A la suite de l’ordonnance du tribunal administratif de Lille en date du 17 novembre qui enjoint aux occupants du jardin des Olieux de libérer sans délai ce site relevant du domaine public et à la tentative d’expulsion préalable réalisée par huissier de justice, la Métropole européenne de Lille (MEL) a demandé à l’État le concours de la force publique pour exécuter cette décision de justice. Le préfet du Nord a accordé ce concours et les services de l’État, de la MEL, du Conseil départemental du Nord et de la Ville de Lille ont évacué et démantelé, ce mercredi 23 novembre, le campement du jardin des Olieux.

Conformément à la décision du juge administratif en date du 20 octobre, le plan d’actions des autorités publiques avait été préalablement mis en place le 7 novembre, en lien avec les associations et sur la base du volontariat. 46 personnes migrantes avaient été mises à l’abri dans ce cadre, 41 à Cassel et 5 à Dunkerque.

A la suite de l’ordonnance du juge administratif de Lille du 17 novembre, une deuxième opération de mise à l’abri des volontaires a été réalisée le 22 novembre. 15 personnes ont ainsi pu être mises à l’abri, 14 à Cassel et à Louvroil et une personne mineure à Dunkerque.

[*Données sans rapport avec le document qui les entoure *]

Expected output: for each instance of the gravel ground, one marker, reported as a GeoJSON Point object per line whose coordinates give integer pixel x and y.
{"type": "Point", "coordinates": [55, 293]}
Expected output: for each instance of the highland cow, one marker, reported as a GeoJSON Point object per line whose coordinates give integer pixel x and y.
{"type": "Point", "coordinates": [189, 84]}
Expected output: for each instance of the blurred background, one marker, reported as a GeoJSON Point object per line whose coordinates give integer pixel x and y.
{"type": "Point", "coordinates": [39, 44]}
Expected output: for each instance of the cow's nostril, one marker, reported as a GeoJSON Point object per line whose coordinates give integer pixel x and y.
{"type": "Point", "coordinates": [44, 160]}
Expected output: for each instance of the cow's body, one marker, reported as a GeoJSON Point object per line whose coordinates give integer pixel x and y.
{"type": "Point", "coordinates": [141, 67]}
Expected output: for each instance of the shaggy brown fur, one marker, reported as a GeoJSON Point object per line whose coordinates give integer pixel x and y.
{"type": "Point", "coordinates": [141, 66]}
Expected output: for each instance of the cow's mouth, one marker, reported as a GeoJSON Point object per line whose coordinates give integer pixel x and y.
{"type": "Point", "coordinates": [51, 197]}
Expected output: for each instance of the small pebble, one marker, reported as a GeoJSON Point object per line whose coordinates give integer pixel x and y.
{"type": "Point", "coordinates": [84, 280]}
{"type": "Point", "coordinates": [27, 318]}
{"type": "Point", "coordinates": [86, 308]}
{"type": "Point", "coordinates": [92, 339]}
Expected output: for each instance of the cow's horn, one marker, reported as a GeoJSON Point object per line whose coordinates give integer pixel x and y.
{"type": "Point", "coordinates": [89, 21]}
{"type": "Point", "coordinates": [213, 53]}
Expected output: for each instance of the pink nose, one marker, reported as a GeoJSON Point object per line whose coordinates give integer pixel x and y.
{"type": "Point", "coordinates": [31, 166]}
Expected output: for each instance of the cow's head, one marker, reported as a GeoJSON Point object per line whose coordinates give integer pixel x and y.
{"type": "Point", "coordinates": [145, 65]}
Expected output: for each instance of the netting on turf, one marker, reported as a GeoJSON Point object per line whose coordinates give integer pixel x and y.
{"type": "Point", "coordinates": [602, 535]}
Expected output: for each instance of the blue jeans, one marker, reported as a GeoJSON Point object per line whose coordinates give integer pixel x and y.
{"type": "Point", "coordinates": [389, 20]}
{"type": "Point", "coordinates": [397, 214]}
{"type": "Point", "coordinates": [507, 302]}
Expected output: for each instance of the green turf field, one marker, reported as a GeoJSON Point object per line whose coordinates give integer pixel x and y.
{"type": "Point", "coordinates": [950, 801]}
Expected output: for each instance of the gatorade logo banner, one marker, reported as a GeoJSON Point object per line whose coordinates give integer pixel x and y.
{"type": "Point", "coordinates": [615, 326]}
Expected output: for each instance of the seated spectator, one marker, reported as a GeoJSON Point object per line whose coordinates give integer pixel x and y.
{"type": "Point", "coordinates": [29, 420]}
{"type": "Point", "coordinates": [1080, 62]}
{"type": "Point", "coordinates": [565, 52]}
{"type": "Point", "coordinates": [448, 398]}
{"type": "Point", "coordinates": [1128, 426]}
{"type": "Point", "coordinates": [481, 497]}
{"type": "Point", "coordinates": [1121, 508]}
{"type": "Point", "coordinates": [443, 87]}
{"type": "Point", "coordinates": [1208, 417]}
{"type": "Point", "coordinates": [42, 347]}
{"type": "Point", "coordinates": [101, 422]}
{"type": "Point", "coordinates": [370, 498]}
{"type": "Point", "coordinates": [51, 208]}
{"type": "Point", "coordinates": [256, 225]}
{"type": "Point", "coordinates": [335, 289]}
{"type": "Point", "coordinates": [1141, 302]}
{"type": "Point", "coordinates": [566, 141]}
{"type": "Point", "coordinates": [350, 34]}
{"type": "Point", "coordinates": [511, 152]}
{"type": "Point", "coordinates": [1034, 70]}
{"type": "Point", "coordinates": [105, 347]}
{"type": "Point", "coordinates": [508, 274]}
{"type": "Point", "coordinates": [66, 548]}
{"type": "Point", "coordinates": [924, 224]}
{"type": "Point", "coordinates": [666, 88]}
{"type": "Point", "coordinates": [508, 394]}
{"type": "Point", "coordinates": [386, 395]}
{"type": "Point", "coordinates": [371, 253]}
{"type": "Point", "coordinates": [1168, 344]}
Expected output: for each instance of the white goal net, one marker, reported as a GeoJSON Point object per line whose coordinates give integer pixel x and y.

Ce matin, les 19 personnes effectivement présentes sur le campement se sont vues proposer une solution de mise à l’abri au regard de leur situation. Les forces de sécurité ont bloqué l’accès au parc durant toute la durée de l’opération de façon à éviter que des personnes extérieures, ne se trouvant pas dans une situation d’urgence, ne viennent ré-occuper immédiatement le jardin. Les services de la MEL et de la ville de Lille ont ensuite démonté les tentes et nettoyé le site.

19 occupants du jardin ont donc été évacués et pris en charge aujourd’hui (10 personnes à Cassel et à Louvroil et 9 personnes à Dunkerque).

Au total, 80 personnes migrantes, occupant le jardin des Olieux ont été mises à l’abri par les autorités publiques depuis le début du mois de novembre. Elles bénéficieront d’un accompagnement social adapté et leur situation au regard du droit d’asile sera examinée.

Les forces de sécurité et la police municipale resteront très mobilisées de façon à éviter toute réimplantation sauvage et illicite sur ce site qui est maintenant rendu à sa vocation première : un terrain de jeux pour enfants.